What is Medical Oxygen Monitoring - Electronic Medical Oxygen Monitoring Defined.
To effectively remotely monitor a healthcare facility's medical oxygen inventory, two critical pieces of data must be tracked.
1. Pressure: Each medical oxygen canister is equipped with a pressure gauge to indicate whether the tank is running low. Generally it is up to RNs and other care providers to manually keep an eye on these gauges, determine when the canisters are at risk of running out, and scramble to find and replace these cannisters. With electronically monitored oxygen, the gauges are replaced by "smart gauges" that communicate wirelessly back to a centralized monitoring location that immediately notifies the appropriate personnel when a cannister is starting to run low on air pressure. This notification can take place in a variety of ways - smartphone, email, text message - and allows healthcare providers to lower risk and avoid potentially catastrophic mistakes.
2. Location: In addition to the pressure of a particular canister, it is important to know exactly where each canister is in the facility at any point in time. As oxygen cannisters are often mobile along with patients and equipment, having real-time location information allows healthcare operators to effectively respond to medical oxygen issues, including empty canisters, or locating a full canister in the event of an emergency. Integrating the medical oxygen inventory into a healthcare facility's existing RTLS (Real-Time Location Service) allows for rapid deployment of the location tracking of medical oxygen inventory.
Benefits of Electronic Medical Oxygen Monitoring
Tracking the location and pressure of your medical oxygen inventory results in a variety of benefits for a healthcare provider including improved patient care, lower costs, lowered insitutional risk, reduced inventory and re-allocation of work to the appropriate human resources. Some highlights include:
Process Improvement - With instant notification anytime an oxygen canister is running low and the exact location of that canister, healthcare operators can eliminate the scramble associated with identifying an empty extinguisher and finding a replacement (generally agreed to take approximately 10 to 15 minutes per RN per shift). Additionally, maintenance personnel - as opposed to high priced RNs - can manage the replacement of the canisters before they become a concern, enhancing patient care.

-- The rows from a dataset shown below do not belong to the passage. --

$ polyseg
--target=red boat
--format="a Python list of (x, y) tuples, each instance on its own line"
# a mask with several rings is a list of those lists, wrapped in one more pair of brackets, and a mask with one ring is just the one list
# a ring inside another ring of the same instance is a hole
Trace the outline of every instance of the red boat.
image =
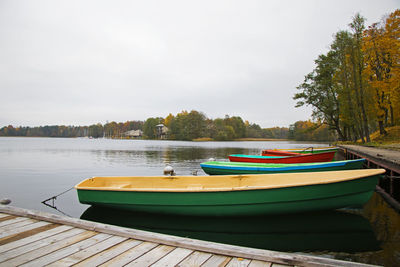
[(257, 163), (310, 163), (332, 161), (335, 151), (319, 154), (301, 154), (294, 156), (256, 156), (256, 155), (229, 155), (229, 160), (234, 162)]
[(265, 149), (261, 152), (261, 156), (298, 156), (298, 155), (304, 155), (304, 154), (288, 152), (283, 150), (276, 150), (276, 149)]

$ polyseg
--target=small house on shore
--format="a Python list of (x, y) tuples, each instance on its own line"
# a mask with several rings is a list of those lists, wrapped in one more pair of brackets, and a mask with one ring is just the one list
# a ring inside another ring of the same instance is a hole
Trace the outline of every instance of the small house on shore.
[(143, 131), (142, 130), (130, 130), (130, 131), (124, 132), (124, 135), (129, 138), (142, 138)]
[(158, 139), (167, 139), (168, 128), (164, 124), (156, 125), (156, 134)]

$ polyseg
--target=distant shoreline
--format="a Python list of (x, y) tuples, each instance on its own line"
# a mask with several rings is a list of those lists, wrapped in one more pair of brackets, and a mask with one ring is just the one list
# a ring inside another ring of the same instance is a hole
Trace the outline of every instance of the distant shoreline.
[(274, 139), (274, 138), (239, 138), (233, 141), (290, 141), (289, 139)]
[[(212, 138), (197, 138), (193, 139), (193, 142), (224, 142), (224, 141), (216, 141)], [(226, 140), (229, 142), (232, 141), (294, 141), (294, 140), (289, 140), (289, 139), (273, 139), (273, 138), (238, 138), (238, 139), (233, 139), (233, 140)]]

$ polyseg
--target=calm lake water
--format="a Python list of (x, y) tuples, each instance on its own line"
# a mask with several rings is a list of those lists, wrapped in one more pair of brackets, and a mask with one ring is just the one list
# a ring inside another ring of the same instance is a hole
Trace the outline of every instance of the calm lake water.
[[(92, 176), (206, 175), (200, 163), (299, 142), (183, 142), (86, 138), (0, 138), (0, 199), (13, 206), (234, 245), (400, 265), (400, 216), (375, 194), (364, 209), (246, 218), (192, 218), (98, 210), (71, 189)], [(58, 210), (41, 202), (60, 193)], [(107, 216), (104, 216), (104, 215)]]

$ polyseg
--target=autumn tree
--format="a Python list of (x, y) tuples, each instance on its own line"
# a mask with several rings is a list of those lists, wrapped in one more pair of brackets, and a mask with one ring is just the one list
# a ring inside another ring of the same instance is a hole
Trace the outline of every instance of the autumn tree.
[(362, 17), (359, 13), (357, 13), (353, 17), (353, 21), (349, 24), (353, 34), (353, 46), (350, 51), (350, 60), (352, 66), (352, 74), (353, 74), (353, 88), (355, 92), (355, 97), (357, 101), (357, 105), (360, 108), (361, 113), (361, 128), (363, 130), (363, 135), (361, 136), (362, 141), (364, 142), (364, 137), (367, 142), (370, 142), (369, 136), (369, 124), (368, 124), (368, 116), (366, 111), (366, 93), (365, 87), (366, 83), (363, 79), (364, 75), (364, 53), (361, 49), (362, 41), (363, 41), (363, 31), (365, 29), (365, 18)]
[[(365, 76), (373, 91), (373, 106), (377, 111), (380, 134), (394, 125), (399, 101), (400, 10), (381, 23), (374, 23), (364, 31), (362, 50), (365, 54)], [(390, 123), (388, 120), (390, 119)]]
[(196, 110), (182, 111), (170, 117), (170, 138), (176, 140), (193, 140), (203, 137), (206, 128), (206, 116)]
[(340, 127), (337, 86), (333, 81), (338, 68), (337, 57), (335, 51), (320, 55), (315, 60), (316, 68), (297, 87), (301, 92), (295, 94), (293, 99), (298, 100), (296, 107), (312, 106), (312, 116), (328, 124), (337, 132), (340, 140), (345, 140)]
[[(44, 126), (46, 127), (46, 126)], [(47, 130), (45, 129), (44, 132), (46, 133)], [(103, 125), (101, 123), (93, 124), (89, 126), (89, 136), (93, 138), (103, 137)], [(49, 133), (46, 133), (45, 136), (51, 136)]]
[(143, 135), (147, 139), (157, 137), (156, 125), (162, 122), (162, 118), (148, 118), (143, 124)]
[(313, 117), (340, 140), (370, 142), (377, 125), (385, 134), (386, 126), (400, 122), (400, 11), (366, 30), (364, 22), (356, 14), (351, 32), (336, 33), (294, 96), (296, 107), (312, 106)]
[(331, 50), (336, 56), (336, 71), (333, 83), (340, 103), (339, 120), (343, 140), (356, 141), (362, 136), (361, 116), (355, 101), (349, 54), (352, 49), (352, 36), (348, 31), (339, 31), (334, 37)]

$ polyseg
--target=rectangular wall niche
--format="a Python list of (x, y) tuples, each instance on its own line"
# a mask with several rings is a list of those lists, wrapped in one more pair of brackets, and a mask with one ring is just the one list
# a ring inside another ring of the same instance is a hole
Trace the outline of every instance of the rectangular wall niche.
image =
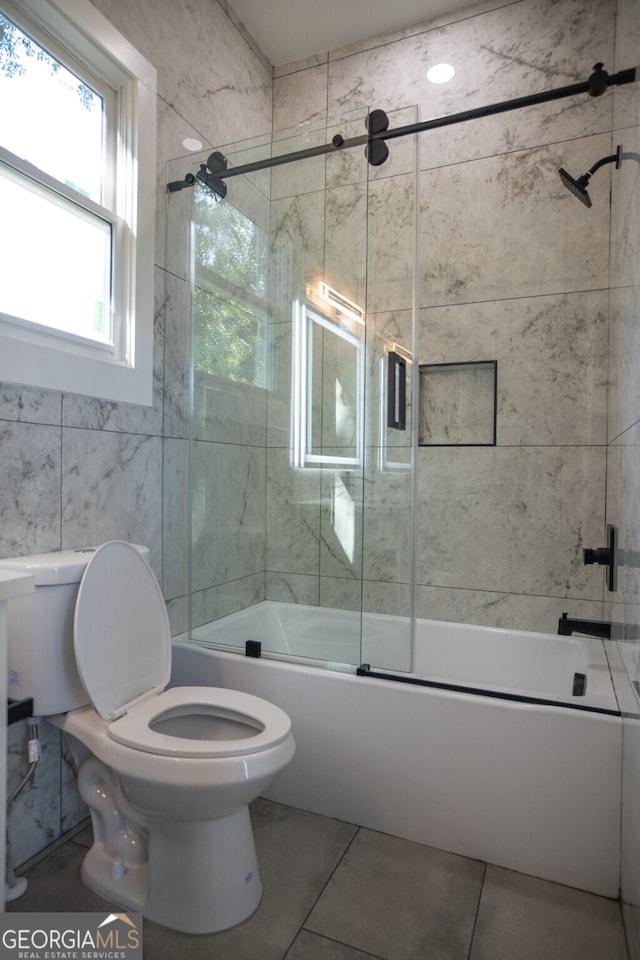
[(420, 446), (496, 443), (495, 360), (420, 365)]

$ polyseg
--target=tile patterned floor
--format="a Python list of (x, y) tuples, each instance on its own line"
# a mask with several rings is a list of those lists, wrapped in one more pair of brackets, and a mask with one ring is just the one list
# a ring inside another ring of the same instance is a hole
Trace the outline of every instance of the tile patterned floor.
[[(628, 960), (618, 903), (282, 804), (251, 810), (264, 895), (232, 930), (144, 925), (145, 960)], [(115, 907), (84, 829), (27, 864), (8, 911)]]

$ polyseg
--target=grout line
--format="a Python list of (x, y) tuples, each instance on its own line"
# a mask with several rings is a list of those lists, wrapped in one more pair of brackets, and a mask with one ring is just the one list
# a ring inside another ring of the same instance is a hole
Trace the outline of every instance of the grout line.
[(627, 924), (625, 923), (623, 901), (621, 898), (618, 900), (618, 906), (620, 908), (620, 922), (622, 923), (622, 937), (624, 940), (625, 949), (627, 951), (627, 958), (628, 960), (631, 960), (631, 944), (629, 942), (629, 937), (627, 935)]
[[(356, 839), (356, 837), (358, 836), (358, 834), (360, 833), (360, 831), (363, 829), (362, 827), (359, 827), (357, 824), (353, 824), (353, 826), (354, 826), (356, 829), (355, 829), (355, 832), (354, 832), (353, 836), (351, 837), (351, 840), (349, 840), (349, 843), (346, 845), (346, 847), (345, 847), (344, 850), (342, 851), (342, 854), (341, 854), (340, 857), (338, 858), (338, 861), (337, 861), (336, 865), (334, 866), (333, 870), (331, 871), (331, 873), (330, 873), (329, 876), (327, 877), (325, 883), (324, 883), (323, 886), (322, 886), (322, 889), (321, 889), (320, 892), (318, 893), (318, 896), (315, 898), (315, 900), (313, 901), (313, 903), (311, 904), (311, 906), (310, 906), (309, 909), (307, 910), (307, 912), (306, 912), (306, 914), (305, 914), (305, 916), (304, 916), (304, 919), (302, 920), (302, 923), (300, 924), (300, 926), (299, 926), (298, 929), (296, 930), (295, 935), (294, 935), (291, 943), (289, 944), (289, 946), (287, 947), (287, 949), (285, 950), (285, 952), (282, 954), (282, 960), (286, 960), (286, 958), (289, 956), (289, 953), (290, 953), (290, 951), (291, 951), (291, 948), (293, 947), (294, 943), (296, 942), (296, 940), (297, 940), (297, 938), (298, 938), (298, 934), (299, 934), (302, 930), (305, 929), (305, 924), (306, 924), (307, 920), (309, 919), (309, 917), (311, 916), (311, 914), (313, 913), (313, 911), (314, 911), (314, 909), (315, 909), (315, 907), (316, 907), (316, 904), (318, 903), (318, 901), (320, 900), (321, 896), (323, 895), (323, 893), (325, 892), (325, 890), (327, 889), (327, 887), (328, 887), (329, 884), (331, 883), (332, 879), (334, 878), (335, 873), (336, 873), (336, 870), (338, 869), (338, 867), (340, 866), (340, 864), (342, 863), (342, 861), (343, 861), (344, 858), (346, 857), (347, 853), (348, 853), (349, 850), (351, 849), (351, 845), (353, 844), (353, 841)], [(315, 931), (314, 931), (314, 930), (309, 930), (309, 931), (307, 931), (307, 932), (308, 932), (308, 933), (314, 933), (314, 934), (315, 934)], [(316, 936), (322, 936), (322, 934), (316, 934)], [(329, 937), (325, 937), (325, 939), (328, 940), (328, 939), (330, 939), (330, 938), (329, 938)], [(339, 941), (334, 941), (334, 942), (337, 943), (337, 942), (339, 942)], [(346, 946), (348, 946), (348, 944), (346, 944)], [(352, 948), (352, 949), (353, 949), (353, 948)]]
[(476, 935), (476, 926), (478, 925), (478, 914), (480, 913), (480, 903), (482, 901), (482, 894), (484, 893), (484, 884), (487, 879), (487, 864), (484, 865), (484, 871), (482, 873), (482, 883), (480, 884), (480, 893), (478, 894), (478, 902), (476, 904), (476, 913), (473, 918), (473, 927), (471, 928), (471, 939), (469, 940), (469, 952), (467, 953), (467, 960), (471, 960), (471, 951), (473, 950), (473, 941)]
[[(324, 933), (317, 933), (315, 930), (306, 930), (304, 927), (301, 927), (301, 928), (300, 928), (300, 931), (301, 931), (301, 930), (305, 930), (305, 933), (309, 933), (309, 934), (311, 934), (311, 936), (313, 936), (313, 937), (319, 937), (321, 940), (324, 940), (326, 943), (336, 943), (336, 944), (338, 944), (338, 945), (341, 946), (341, 947), (346, 947), (348, 950), (354, 950), (354, 951), (357, 952), (358, 956), (371, 957), (372, 960), (388, 960), (388, 958), (383, 957), (383, 956), (382, 956), (381, 954), (379, 954), (379, 953), (369, 953), (368, 950), (363, 950), (362, 947), (354, 947), (353, 944), (351, 944), (351, 943), (345, 943), (344, 940), (336, 940), (335, 937), (328, 937), (328, 936), (327, 936), (326, 934), (324, 934)], [(299, 933), (300, 931), (298, 931), (298, 933)], [(298, 936), (298, 935), (296, 934), (296, 938), (297, 938), (297, 936)], [(294, 940), (294, 943), (295, 943), (295, 940)], [(291, 948), (289, 948), (289, 949), (291, 949)], [(288, 952), (289, 952), (289, 951), (287, 951), (287, 953), (288, 953)], [(284, 957), (283, 957), (283, 960), (285, 960)]]

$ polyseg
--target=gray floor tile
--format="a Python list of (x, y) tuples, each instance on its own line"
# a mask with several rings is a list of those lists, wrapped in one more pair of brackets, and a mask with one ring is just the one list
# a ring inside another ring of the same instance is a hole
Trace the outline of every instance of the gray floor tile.
[[(145, 960), (282, 960), (357, 827), (267, 800), (252, 805), (251, 818), (264, 885), (256, 912), (245, 923), (208, 936), (145, 921)], [(54, 850), (29, 870), (27, 893), (8, 909), (111, 910), (115, 904), (82, 883), (85, 854), (86, 847), (74, 842)]]
[[(145, 921), (145, 960), (467, 960), (472, 931), (469, 960), (627, 960), (614, 901), (269, 801), (252, 820), (265, 887), (253, 917), (209, 936)], [(78, 832), (35, 862), (7, 911), (116, 908), (82, 883), (89, 841)]]
[(80, 865), (86, 848), (70, 841), (53, 850), (26, 874), (27, 892), (7, 903), (9, 912), (66, 913), (68, 911), (102, 911), (113, 904), (85, 887), (80, 878)]
[(484, 864), (360, 830), (305, 923), (383, 960), (467, 960)]
[(624, 930), (630, 957), (640, 957), (640, 907), (622, 904)]
[(362, 953), (344, 943), (327, 940), (317, 933), (301, 930), (295, 939), (287, 960), (371, 960), (372, 954)]
[(620, 906), (487, 867), (470, 960), (627, 960)]
[(88, 823), (81, 830), (76, 830), (73, 834), (73, 842), (79, 843), (83, 847), (90, 847), (93, 845), (93, 827), (91, 823)]
[[(357, 828), (282, 804), (251, 808), (264, 894), (245, 923), (205, 937), (145, 926), (148, 960), (281, 960)], [(145, 960), (147, 953), (145, 952)]]

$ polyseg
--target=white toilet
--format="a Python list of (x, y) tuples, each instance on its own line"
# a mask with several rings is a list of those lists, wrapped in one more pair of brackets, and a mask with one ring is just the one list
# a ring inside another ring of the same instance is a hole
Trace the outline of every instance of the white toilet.
[(165, 690), (169, 621), (147, 555), (111, 541), (0, 561), (36, 583), (9, 603), (8, 695), (32, 697), (77, 741), (87, 886), (163, 926), (213, 933), (258, 906), (248, 804), (295, 743), (286, 713), (259, 697)]

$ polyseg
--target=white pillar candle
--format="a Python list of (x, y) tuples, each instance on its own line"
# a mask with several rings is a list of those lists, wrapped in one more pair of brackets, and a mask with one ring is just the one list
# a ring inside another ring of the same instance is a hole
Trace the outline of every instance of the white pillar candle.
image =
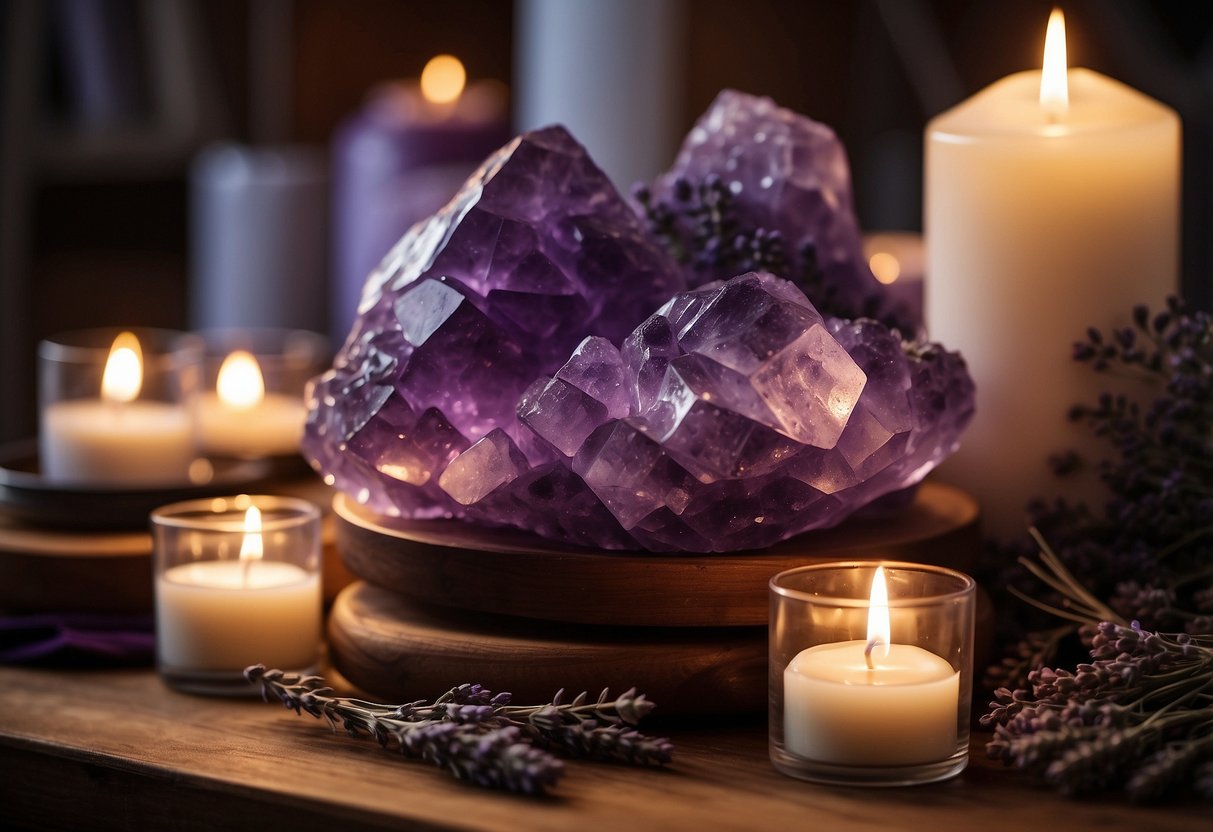
[(1067, 74), (1064, 51), (1057, 66), (1043, 100), (1042, 72), (1021, 72), (927, 125), (926, 322), (977, 384), (941, 476), (978, 497), (996, 536), (1022, 534), (1027, 502), (1061, 491), (1050, 454), (1089, 447), (1067, 412), (1108, 379), (1076, 365), (1072, 344), (1177, 287), (1178, 117), (1111, 78)]
[(266, 393), (256, 359), (233, 352), (219, 369), (214, 393), (198, 400), (198, 442), (218, 456), (298, 453), (307, 409), (303, 397)]
[(99, 398), (69, 399), (42, 410), (42, 474), (55, 482), (157, 485), (188, 481), (194, 459), (184, 406), (139, 399), (143, 355), (129, 332), (114, 339)]
[(320, 643), (320, 575), (292, 563), (204, 561), (156, 579), (158, 660), (169, 668), (300, 670)]
[(56, 402), (41, 435), (42, 475), (55, 482), (184, 483), (194, 459), (189, 416), (165, 402)]
[(834, 765), (901, 766), (956, 753), (960, 673), (891, 644), (884, 568), (872, 578), (868, 638), (802, 650), (783, 671), (783, 743)]

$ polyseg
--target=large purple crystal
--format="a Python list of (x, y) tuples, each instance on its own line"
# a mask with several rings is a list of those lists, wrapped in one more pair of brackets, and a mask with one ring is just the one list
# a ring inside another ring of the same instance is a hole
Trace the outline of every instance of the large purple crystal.
[[(743, 171), (741, 193), (770, 192), (747, 208), (763, 227), (816, 229), (867, 291), (845, 158), (818, 132), (724, 94), (679, 165)], [(706, 552), (834, 525), (956, 447), (958, 356), (823, 316), (774, 275), (727, 277), (686, 291), (568, 133), (524, 134), (372, 273), (310, 387), (305, 453), (387, 514)]]
[[(677, 204), (679, 188), (712, 179), (728, 190), (739, 230), (778, 232), (789, 267), (806, 247), (812, 250), (822, 296), (810, 299), (824, 301), (822, 309), (892, 314), (863, 256), (846, 150), (828, 126), (769, 98), (724, 90), (687, 134), (673, 167), (655, 183), (654, 196)], [(685, 271), (691, 286), (736, 274), (702, 258)]]
[(586, 335), (620, 341), (683, 285), (564, 128), (519, 136), (371, 273), (333, 369), (312, 386), (305, 451), (379, 511), (461, 513), (472, 492), (441, 486), (456, 455), (498, 429), (517, 437), (514, 410), (536, 376)]

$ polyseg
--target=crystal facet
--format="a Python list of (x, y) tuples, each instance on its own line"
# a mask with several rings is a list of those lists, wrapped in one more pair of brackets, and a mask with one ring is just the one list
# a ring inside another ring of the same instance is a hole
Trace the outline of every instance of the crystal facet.
[[(740, 225), (778, 232), (789, 254), (812, 246), (824, 289), (843, 308), (888, 305), (863, 256), (846, 150), (828, 126), (769, 98), (724, 90), (687, 134), (654, 193), (669, 199), (680, 181), (713, 177), (731, 194)], [(686, 273), (691, 285), (733, 276), (705, 275), (692, 265)]]
[[(724, 93), (662, 181), (707, 172), (868, 291), (828, 128)], [(387, 514), (727, 551), (834, 525), (955, 449), (973, 409), (959, 356), (823, 317), (770, 274), (718, 277), (686, 290), (567, 132), (524, 134), (371, 274), (309, 386), (304, 450)]]

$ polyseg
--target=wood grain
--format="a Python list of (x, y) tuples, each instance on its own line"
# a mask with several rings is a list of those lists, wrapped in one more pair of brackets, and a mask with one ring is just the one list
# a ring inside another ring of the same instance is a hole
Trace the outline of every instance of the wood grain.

Inventory Right-sizing - Because of inefficiencies in process and the wide array of individuals interacting with the medical oxygen inventory, hospitals and healthcare facilities often rent and maintain substantially more medical oxygen inventory than they need. For many organizations electronic medical oxygen monitoring can result in a 30% or more reduction in canister inventory. Additionally, improved processes and electronic monitoring of pressure can result in a near elimination of unnecessary re-charges of full or mostly full canisters (a very common problem in healthcare).
Lower costs - Elimination of unneccessary inventory and canister refills, the redistribution of responsibilities from RNs to lower cost maintenance personnel, process improvements and procurement improvements can add up to big savings. Some hospitals estimate the savings at $500 or more per year per bed.
Improved Care - Most importantly, electronic medical oxygen monitoring leads to improved care by dramatically lowering the risk associated with unneccesary empty or missing medical oxygen tanks.